Cases of histologically proven gastric adenocarcinoma may contain cellular features consistent with small call carcinoma. As a result inadequate biopsy sampling may account for the underestimation in its incidence. Histology as well as immunohistochemistry are considered to be the hallmark of pathological diagnosis. Neuron-specific enolase, chromogranin and Grimelius staining are used for immunohistochemical diagnosis [2]. Tanemura et al. reported that chromogranin, neuron-specific enolase and Grimelius staining were positive in 72.2, 62.2, and 54.2% respectively in the reported cases of gastric small cell carcinoma in whom these staining methods were used [6]. In addition, it is important to note that in 10–20% of cases of GSCC, immunohistochemical staining for the aforementioned tumor markers may yield negative results as demonstrated in our patient. Tanemura et al. have suggested that the final diagnosis should be based on routine morphologic features seen on light microscopy as immunohistochemistry can be negative in some cases [6]. CEA staining can be used to rule out adenocarcinoma [9]. CD56 markers can also be used to differentiate between small cell carcinoma and large cell carcinoma [13].

The natural history of GSCC is comparable to that of pulmonary small cell carcinoma. GSCC predominantly occurs in males in their mid sixties [2, 6, 8, 9]. Most of the cases were reported from Japan, several cases from Western countries have also been published. Presenting symptoms are often identical to gastric adenocarcinoma. Patients present with epigastric pain, nausea, anorexia, early satiety, and weight loss [8]. Based on the largest reviews of histologically proven GSCC by Namikawa et al. (107 patients) [2] and Tanemura et al. (67 patients) [6], these tumors usually occur in the upper-third of the stomach. The average tumor size varies from 0.8 to 17 cm as reported by Namikawa et al. [2]. Matsui et al. reported an average size ranging from 1 to 11 cm [8]. The mass can be polypoid or ulcerating depending upon its size [8, 9]. Since GSCC tumor incidence is low, no proper classification for tumor staging or grading has been assigned. There is not a well established staging classification for GSCC tumors. GSCC often behaves like pulmonary small cell carcinoma, micrometastasis is considered to be present at early stages.

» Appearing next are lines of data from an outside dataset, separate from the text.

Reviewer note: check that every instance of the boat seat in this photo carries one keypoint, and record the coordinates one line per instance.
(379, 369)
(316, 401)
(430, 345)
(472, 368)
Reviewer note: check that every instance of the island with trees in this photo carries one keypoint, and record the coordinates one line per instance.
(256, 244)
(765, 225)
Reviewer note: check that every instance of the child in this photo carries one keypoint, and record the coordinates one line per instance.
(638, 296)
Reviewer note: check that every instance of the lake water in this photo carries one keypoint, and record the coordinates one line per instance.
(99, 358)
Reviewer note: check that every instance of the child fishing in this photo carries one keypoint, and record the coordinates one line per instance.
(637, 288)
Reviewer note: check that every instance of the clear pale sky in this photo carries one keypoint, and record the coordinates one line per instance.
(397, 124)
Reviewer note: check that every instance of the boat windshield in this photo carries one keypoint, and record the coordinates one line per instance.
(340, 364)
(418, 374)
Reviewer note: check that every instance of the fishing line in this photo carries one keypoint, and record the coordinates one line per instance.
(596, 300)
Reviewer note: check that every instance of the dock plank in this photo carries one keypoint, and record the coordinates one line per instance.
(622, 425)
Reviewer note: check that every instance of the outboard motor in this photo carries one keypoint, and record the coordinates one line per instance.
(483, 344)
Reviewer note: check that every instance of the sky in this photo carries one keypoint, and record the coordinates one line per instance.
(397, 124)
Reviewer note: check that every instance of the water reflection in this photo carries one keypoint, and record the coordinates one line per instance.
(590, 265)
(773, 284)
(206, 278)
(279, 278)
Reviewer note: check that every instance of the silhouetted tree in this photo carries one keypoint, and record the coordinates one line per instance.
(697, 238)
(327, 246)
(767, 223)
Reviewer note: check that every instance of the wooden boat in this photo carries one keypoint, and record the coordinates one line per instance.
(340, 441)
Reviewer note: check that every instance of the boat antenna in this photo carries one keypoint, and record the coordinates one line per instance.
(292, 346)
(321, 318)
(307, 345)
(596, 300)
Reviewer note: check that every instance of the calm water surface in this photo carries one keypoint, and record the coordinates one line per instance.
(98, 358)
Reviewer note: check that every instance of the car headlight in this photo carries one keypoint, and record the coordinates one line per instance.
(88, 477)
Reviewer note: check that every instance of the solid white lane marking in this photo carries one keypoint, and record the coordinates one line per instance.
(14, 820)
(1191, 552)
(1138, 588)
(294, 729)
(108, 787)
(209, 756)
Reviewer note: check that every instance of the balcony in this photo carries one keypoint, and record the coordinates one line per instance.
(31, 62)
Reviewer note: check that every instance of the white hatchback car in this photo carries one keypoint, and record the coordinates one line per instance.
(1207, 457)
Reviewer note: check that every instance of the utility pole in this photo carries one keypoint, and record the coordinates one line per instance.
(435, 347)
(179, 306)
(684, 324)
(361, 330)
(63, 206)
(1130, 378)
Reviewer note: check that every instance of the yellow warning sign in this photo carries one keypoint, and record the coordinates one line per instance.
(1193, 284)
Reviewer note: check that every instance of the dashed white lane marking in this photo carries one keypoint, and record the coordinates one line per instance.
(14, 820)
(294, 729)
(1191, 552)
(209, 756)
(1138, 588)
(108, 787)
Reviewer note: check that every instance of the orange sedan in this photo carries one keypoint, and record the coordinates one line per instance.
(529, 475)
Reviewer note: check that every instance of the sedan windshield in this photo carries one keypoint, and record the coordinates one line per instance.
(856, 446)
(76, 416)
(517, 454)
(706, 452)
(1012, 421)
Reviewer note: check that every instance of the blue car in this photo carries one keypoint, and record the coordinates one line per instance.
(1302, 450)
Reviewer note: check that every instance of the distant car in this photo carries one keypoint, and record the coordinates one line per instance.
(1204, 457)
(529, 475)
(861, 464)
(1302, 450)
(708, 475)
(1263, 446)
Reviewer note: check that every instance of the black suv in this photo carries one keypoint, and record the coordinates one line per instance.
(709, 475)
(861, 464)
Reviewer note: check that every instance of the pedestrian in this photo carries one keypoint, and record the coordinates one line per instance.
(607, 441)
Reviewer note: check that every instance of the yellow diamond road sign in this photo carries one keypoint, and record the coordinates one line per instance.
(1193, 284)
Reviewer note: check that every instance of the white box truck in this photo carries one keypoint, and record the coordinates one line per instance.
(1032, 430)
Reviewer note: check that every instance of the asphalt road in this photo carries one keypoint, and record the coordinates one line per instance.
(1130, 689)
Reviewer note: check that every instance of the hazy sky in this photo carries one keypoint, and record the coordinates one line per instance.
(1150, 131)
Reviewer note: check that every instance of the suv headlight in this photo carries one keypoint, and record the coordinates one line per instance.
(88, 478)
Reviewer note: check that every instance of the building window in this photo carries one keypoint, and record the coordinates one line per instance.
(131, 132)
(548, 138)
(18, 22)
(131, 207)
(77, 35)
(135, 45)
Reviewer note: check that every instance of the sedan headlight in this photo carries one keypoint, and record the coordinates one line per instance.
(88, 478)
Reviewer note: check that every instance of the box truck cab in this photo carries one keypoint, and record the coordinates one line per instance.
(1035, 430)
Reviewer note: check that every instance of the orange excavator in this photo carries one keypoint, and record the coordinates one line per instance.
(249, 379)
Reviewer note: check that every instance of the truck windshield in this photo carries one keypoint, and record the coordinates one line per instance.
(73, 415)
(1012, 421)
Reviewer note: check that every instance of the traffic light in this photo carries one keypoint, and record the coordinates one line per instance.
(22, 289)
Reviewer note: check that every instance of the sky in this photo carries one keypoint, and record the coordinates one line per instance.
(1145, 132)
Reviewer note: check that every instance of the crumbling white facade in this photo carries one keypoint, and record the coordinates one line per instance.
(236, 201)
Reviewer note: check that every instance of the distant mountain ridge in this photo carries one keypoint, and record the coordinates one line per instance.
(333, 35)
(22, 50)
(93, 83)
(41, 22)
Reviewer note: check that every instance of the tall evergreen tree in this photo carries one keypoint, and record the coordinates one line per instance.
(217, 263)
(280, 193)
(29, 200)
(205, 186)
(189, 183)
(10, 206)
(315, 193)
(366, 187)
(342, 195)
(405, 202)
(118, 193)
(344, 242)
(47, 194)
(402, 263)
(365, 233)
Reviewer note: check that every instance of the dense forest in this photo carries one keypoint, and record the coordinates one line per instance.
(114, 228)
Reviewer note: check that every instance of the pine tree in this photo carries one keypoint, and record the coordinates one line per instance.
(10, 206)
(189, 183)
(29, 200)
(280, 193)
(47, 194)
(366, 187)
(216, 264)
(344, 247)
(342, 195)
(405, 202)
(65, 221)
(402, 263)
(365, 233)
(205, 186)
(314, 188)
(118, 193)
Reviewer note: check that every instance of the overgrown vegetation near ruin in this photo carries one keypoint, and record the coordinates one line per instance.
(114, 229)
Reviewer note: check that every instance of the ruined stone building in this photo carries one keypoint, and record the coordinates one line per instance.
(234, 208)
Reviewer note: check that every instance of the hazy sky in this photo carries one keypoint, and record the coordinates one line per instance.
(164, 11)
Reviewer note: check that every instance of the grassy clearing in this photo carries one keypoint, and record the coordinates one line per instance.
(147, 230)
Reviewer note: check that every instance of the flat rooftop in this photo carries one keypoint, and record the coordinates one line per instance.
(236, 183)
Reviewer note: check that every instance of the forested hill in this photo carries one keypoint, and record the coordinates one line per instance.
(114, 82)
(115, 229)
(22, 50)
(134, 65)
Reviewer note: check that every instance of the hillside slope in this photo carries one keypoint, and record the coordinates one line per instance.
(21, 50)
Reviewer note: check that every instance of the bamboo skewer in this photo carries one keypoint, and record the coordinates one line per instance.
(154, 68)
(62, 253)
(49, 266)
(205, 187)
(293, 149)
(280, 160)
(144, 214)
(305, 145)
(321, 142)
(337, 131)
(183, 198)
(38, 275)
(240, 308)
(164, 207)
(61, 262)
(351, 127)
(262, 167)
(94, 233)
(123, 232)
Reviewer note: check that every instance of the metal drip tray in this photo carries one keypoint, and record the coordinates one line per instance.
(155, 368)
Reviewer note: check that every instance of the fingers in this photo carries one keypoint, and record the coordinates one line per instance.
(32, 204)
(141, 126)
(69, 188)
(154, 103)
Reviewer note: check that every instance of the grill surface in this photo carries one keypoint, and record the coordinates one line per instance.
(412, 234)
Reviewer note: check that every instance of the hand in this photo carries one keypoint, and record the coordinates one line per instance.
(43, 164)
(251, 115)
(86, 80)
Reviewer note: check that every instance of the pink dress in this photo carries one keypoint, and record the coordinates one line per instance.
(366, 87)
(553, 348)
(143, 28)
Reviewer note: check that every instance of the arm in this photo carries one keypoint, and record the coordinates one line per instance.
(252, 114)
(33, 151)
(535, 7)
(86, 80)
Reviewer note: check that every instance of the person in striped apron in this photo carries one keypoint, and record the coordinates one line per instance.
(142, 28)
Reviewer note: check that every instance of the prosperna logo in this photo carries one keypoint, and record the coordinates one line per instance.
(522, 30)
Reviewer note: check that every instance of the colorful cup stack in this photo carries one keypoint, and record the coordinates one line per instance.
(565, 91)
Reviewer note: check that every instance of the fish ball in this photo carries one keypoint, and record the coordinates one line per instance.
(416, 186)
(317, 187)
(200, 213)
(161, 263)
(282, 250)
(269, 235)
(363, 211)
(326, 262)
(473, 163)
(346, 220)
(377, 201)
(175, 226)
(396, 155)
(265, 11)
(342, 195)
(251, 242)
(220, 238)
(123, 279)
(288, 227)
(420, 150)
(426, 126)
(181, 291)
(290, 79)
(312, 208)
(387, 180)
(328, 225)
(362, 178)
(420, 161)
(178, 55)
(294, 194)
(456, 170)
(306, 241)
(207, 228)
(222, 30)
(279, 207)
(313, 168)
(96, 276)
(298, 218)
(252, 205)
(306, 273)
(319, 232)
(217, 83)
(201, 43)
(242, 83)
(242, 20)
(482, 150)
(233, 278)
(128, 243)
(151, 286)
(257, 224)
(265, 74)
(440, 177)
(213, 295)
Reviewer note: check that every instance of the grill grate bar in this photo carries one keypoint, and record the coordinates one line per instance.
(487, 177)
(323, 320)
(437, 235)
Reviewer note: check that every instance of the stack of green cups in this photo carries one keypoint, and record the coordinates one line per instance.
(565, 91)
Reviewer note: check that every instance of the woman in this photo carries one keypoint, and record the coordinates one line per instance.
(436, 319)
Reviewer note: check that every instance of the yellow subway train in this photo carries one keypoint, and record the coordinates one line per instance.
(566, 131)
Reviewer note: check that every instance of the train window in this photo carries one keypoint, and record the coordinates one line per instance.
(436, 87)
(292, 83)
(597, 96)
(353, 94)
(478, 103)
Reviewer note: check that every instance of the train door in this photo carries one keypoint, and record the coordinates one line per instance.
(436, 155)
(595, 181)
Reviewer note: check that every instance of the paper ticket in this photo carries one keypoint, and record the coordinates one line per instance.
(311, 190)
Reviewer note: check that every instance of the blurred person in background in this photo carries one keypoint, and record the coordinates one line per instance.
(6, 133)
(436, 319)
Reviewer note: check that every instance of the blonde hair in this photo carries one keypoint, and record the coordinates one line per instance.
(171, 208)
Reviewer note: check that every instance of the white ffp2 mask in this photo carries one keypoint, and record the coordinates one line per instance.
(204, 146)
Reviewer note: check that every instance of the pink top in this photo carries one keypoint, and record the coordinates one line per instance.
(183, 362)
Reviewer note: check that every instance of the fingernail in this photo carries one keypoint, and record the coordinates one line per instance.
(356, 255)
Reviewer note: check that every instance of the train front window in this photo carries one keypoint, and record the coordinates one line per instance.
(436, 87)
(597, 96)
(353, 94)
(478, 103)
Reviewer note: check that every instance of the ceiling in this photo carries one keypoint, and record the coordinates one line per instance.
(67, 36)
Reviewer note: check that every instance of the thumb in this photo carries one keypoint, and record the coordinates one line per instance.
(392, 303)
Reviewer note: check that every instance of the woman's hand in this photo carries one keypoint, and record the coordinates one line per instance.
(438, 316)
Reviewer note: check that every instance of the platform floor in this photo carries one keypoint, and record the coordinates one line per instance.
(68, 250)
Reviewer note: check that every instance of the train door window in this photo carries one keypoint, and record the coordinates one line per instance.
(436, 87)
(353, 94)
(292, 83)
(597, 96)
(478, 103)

There is no consensus regarding treatment regimens. Since extrapulmonary small cell carcinoma is very aggressive, some authors recommend that it be treated similarly to pulmonary small cell carcinoma [123, 7, 9, 11, 14]. Preoperative chemotherapy has been used and is recommended by someone [9, 15]. Intensive chemotherapy in postsurgical resection patients has also been recommended [1, 14]. Chemotherapeutic agents including cyclophosphamide, doxorubicin and vincristine [3], etoposide/visplatin [4], mitomycin, tegafur [8], cisplatin and adriamycin [8, 9] have been tried with varying results. Nakamura et al. reported a good response to neoadjuvant chemotherapy with carboplatin, epirubicin, etoposide and 5-flurouracil leading to marked reduction in the primary tumor and lymph node metastases [15]. Recently, 5-fluorouracil, etoposide and lederfolin combination chemotherapy was used in a patient described by Cioppa et al. [1]. The same patient received intraarterial hepatic chemotherapy with cisplatin, adriamycin and mitomycin-C for the hepatic metastasis [1]. A partial response was described.

Chemotherapy and radiotherapy should be considered in cases of inoperable GSCC. Prognosis is often worse than undifferentiated adenocarcinoma of the stomach. The majority of patients with GSCC survive less than one year [2, 8, 9].

Conclusion

Our patient with GSCC is one of the few reported cases in the literature outside of Japan. Based on our literature review, we conclude that there is no difference in the prevalence of pure type and composite type GSCC. It is important to note that cases of composite GSCC may be misdiagnosed as pure type GSCC due to sampling error. The location and quantity of specimens obtained from suspicious gastric masses may play a role in accurately establishing the diagnosis of GSCC. Further studies need to be performed providing guidelines for the evaluation and management of these uncommon malignancies.